On the surface, these two events have little in common. March For Our Lives is spurred by the mass shooting at Stoneman Douglas High School in Parkland, Florida on February 14, 2018 that claimed the lives of 17 students and teachers. The Triangle Shirtwaist Factory fire of 1911 started when a lit cigarette accidentally ignited a pile of rags at a garment factory, resulting in the deaths of 146 people, either from asphyxiation or from jumping from the 10-story building to escape the flames. Both horrifying, senseless tragedies, but without any common details.
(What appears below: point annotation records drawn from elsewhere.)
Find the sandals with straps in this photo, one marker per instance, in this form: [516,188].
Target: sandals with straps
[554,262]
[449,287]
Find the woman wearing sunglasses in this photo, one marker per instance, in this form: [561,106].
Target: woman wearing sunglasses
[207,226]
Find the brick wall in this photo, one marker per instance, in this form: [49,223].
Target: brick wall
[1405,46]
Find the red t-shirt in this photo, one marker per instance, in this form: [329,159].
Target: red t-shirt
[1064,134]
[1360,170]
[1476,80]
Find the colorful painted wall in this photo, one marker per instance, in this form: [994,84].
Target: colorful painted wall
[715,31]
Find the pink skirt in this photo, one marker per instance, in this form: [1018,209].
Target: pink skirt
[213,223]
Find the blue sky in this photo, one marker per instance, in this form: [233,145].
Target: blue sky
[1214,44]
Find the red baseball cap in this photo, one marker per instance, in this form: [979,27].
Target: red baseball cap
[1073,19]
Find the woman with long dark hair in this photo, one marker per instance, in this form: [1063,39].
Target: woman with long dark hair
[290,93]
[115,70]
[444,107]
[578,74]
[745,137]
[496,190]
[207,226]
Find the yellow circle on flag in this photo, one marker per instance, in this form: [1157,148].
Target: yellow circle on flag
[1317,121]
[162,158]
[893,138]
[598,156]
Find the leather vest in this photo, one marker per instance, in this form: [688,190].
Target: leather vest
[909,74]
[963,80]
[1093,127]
The more I researched the aftermath of the Triangle Shirtwaist Factory Fire, however, the more I saw similarities.
When people discuss the 1911 fire these days, they might say something like, “Over a hundred people died in this really awful, preventable way, and people were so horrified it changed workplace safety laws forever.” As though the event happened in a vacuum, and was in itself the catalyst for change, when that is simply not true. And saying so does a disservice to all those, the workers still endangered and the families of those harmed, who organized themselves and fought for change.
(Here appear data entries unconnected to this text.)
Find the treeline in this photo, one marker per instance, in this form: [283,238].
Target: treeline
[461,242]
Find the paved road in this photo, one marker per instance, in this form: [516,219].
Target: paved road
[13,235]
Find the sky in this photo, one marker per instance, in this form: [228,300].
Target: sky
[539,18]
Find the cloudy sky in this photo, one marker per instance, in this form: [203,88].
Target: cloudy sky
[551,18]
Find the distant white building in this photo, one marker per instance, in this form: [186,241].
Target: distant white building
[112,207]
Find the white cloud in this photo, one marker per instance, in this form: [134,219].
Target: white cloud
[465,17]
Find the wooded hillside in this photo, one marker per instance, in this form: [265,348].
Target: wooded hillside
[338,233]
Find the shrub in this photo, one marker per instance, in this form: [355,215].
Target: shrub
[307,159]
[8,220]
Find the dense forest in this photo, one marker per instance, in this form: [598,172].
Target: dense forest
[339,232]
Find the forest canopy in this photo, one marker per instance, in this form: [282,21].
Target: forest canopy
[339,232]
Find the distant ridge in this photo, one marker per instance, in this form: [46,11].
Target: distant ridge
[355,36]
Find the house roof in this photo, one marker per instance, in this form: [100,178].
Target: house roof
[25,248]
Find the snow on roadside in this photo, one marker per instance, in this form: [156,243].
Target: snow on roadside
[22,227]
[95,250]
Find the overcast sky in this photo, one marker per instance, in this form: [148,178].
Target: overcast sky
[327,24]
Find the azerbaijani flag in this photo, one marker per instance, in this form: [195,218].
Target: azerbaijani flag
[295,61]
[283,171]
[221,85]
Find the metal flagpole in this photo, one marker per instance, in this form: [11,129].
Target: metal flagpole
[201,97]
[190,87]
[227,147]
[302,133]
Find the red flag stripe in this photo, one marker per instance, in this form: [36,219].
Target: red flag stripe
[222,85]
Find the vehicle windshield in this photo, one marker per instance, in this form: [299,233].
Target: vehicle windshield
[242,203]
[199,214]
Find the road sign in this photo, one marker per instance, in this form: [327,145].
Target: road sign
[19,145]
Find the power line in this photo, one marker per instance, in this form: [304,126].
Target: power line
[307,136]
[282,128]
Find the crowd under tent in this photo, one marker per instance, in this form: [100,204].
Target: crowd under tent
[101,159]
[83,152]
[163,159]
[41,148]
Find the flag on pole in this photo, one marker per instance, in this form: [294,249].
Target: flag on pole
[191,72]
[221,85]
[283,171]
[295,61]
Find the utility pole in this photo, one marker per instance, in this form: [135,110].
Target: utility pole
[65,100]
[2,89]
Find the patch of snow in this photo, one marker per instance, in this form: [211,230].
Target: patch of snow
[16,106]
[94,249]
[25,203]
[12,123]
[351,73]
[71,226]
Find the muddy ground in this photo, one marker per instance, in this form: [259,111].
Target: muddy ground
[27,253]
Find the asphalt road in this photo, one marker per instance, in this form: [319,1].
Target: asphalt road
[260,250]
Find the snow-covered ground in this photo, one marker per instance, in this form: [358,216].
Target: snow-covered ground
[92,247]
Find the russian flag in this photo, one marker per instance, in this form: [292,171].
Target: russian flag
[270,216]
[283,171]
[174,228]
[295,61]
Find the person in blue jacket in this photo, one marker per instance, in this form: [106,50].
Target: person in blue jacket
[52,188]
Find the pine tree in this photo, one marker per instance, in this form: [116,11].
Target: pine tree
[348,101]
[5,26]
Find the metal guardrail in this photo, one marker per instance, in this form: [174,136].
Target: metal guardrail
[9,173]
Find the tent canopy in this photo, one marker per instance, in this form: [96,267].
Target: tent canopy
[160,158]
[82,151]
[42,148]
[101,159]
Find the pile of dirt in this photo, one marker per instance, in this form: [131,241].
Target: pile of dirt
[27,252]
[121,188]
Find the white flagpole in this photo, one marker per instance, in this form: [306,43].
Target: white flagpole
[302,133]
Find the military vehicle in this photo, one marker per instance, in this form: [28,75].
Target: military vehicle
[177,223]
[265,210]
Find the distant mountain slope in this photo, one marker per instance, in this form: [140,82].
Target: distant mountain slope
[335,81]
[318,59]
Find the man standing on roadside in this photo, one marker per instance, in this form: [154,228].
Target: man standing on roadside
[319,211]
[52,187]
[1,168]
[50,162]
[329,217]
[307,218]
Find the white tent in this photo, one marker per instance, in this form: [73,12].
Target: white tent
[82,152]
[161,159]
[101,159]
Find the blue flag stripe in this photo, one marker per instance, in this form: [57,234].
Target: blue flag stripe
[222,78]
On April 5,, 1911, just over a week after the fire, union organizers and workers held a march down New York City’s Fifth Avenue. Except they called it a funeral procession. Reports vary, but it’s estimated between 80,000-120,000 people marched for over six hours, with 300,000-400,000 people observing. Such a great number of people do not come out to mourn a single tragedy, no matter how large a tragedy it was. Something bigger was happening.
The people were protesting decades of workplace hazards and general disregard for the health and safety of workers, resulting in countless lives lost or permanently maimed. Now, in hindsight, we’re able to look at those lax laws and wonder how anyone could have allowed such things to occur. What little fire safety laws that existed were rarely enforced. Building owners could decide to save on cost by not installing fire escapes, fire sprinklers, or outward opening doors – and still were able to say the building was “fireproof.” Not to mention how unsanitary and hazardous most workplaces, often utilizing toxic chemicals or heavy machinery, were allowed to function free from enforced regulations.
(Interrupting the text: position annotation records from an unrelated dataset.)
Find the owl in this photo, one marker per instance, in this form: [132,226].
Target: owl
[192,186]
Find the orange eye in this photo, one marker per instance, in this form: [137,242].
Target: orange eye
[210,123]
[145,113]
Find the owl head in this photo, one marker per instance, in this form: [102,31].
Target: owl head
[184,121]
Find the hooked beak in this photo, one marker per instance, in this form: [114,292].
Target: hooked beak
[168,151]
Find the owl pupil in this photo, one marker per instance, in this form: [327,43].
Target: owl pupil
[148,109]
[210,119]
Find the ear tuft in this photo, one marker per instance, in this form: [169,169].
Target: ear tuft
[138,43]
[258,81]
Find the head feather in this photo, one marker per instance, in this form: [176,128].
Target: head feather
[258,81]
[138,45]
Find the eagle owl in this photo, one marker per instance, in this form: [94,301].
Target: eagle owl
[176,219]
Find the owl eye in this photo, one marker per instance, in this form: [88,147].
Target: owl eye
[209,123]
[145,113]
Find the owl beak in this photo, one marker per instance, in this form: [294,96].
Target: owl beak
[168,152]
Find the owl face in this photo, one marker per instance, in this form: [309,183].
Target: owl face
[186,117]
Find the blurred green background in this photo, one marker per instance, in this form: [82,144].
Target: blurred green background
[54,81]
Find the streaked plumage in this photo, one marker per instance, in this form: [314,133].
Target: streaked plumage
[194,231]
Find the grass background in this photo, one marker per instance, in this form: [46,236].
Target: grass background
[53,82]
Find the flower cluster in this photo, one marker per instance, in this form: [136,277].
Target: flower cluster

Many lives were lost before March 25, 1911, due to corporate and government corruption waving away safety and health concerns. Part of the problem was many who were injured or killed in workplace accidents were young people – children – and immigrants who did not speak English and weren’t informed of the dangers of their job. They were people who did not know how to speak out in defense of their own lives. A majority of the people killed at the Triangle Shirtwaist Factory were young Jewish and Italian immigrant girls, for example.
On the day of the funeral procession, socialite and reformer Martha Bensley Bruere watched from her window. Of the display, she said:
“There have been no carriages, no imposing marshals on horseback; just thousands and thousands of working men and women carrying the banners of their trade through the long three-mile tramp in the rain. Never have I seen a military pageant or triumphant ovation so impressive; for it is not because 146 workers were killed in the Triangle shop – not altogether. It is because every year there are 50,000 working men and women killed in the United States – 136 a day; almost as many as happened to be killed together on the 25th of March; and because slowly, very slowly, it is dawning on these thousands on thousands that such things do not have to be!”
This sentiment reminds me of another quote, from legendary labor activist and community organizer Mary Harris “Mother” Jones: “Pray for the dead, and fight like hell for the living.” I’m also reminded of the succinct yet rallying cry of our new wave of gun control reformers, who know too well the similar statistics of gun deaths that occur in this country every day: “#NeverAgain.”
But a single day’s protest, we all know, is not enough to exact change. It must be carried out at the highest levels of government. According to the U.S. Department of Labor, “The sorrow and anger of the community were too great… to be dissipated in a demonstration.” Prior to the funeral procession, civic leaders, religious figures, teachers, and reformers held a mass assembly to discuss what change needed to occur. “Out of that assembly emerged a Committee on Safety, which served as a clearinghouse of information on fire safety, and more importantly, because an effective political force.” The Committee was able to pass a bill in June 1911 creating the Factory Investigating Commission, whose sole purpose was “to investigate the conditions under which manufacturing is carried on.”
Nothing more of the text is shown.